Tra la fine del 2018 e quest’anno a Verona sono morti quattro neonati (Leonardo a fine 2018, Nina nel novembre 2019, Tommaso a marzo di quest’anno e Alice il 16 agosto scorso).

Tutta colpa del citrobacter che si sarebbe annidato in un rubinetto dell’acqua utilizzata dal personale della terapia intensiva neonatale dell’Ospedale della Donna e del Bambino di Borgo Trento per darla ai neonati insieme al latte. Altri nove bambini oggi sono celebrolesi e, in tutto, il batterio ne ha colpiti 96.

Così è riportato nella relazione di una delle due commissioni nominate dalla Regione Veneto, anticipata dal Corriere del Veneto. Si tratta di quella «esterna», coordinata da Vincenzo Baldo, ordinario di Igiene e Sanità pubblica all’Università di Padova. L’altra relazione, invece, sarà consegnata alla Procura della repubblica di Verona ed è stata redatta da membri interni all’amministrazione regionale.

Il citrobacter, quindi, avrebbe colonizzato il rubinetto a causa forse di un mancato o parziale rispetto delle misure d’igiene (come il lavaggio frequente delle mani, il cambio dei guanti a ogni cambio di paziente o funzione, l’utilizzo di sovrascarpe, sovracamici, calzari e mascherina).
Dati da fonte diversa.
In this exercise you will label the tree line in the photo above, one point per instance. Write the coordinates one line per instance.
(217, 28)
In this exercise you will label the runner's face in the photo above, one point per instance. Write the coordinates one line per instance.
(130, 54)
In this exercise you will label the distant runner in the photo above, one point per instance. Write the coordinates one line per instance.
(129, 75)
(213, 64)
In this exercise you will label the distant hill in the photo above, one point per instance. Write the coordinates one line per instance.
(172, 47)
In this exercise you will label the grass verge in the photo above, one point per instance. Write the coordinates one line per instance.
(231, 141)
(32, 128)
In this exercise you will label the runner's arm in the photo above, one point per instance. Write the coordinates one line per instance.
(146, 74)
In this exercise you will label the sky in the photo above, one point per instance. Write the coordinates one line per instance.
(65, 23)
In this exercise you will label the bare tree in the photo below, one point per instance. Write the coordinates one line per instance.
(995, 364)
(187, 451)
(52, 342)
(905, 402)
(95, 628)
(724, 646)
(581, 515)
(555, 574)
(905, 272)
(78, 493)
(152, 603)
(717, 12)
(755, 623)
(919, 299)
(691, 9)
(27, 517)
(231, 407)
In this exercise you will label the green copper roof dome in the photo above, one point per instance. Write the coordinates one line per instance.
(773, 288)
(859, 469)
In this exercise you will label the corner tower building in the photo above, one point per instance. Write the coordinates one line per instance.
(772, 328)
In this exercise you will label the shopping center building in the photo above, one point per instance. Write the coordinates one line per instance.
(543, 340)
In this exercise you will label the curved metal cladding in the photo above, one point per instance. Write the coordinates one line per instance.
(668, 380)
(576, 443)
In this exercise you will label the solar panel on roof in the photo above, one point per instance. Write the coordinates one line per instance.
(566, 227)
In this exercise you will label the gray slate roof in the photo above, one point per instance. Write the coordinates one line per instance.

Ma non solo perché un altro errore sarebbe stato quello di ricorrere all’acqua del rubinetto e non all’acqua sterile.

I primi controlli erano stati avviati a gennaio ma poi interrotti a causa dell’emergenza coronavirus. L’intero reparto di Ostetricia – Punto nascite, Terapia intensiva neonatale e Terapia intensiva pediatrica – è stato riaperto oggi, martedì 1 settembre, dopo che il 12 giugno scorso il direttore generale dell’Aou veronese, Francesco Cobello, ne aveva disposto la chiusura, procedendo alla totale sanificazione degli spazi.

Sarà la Procura, comunque, a dovere individuare eventuali responsabilità. Al momento, però, non ci sono indagati.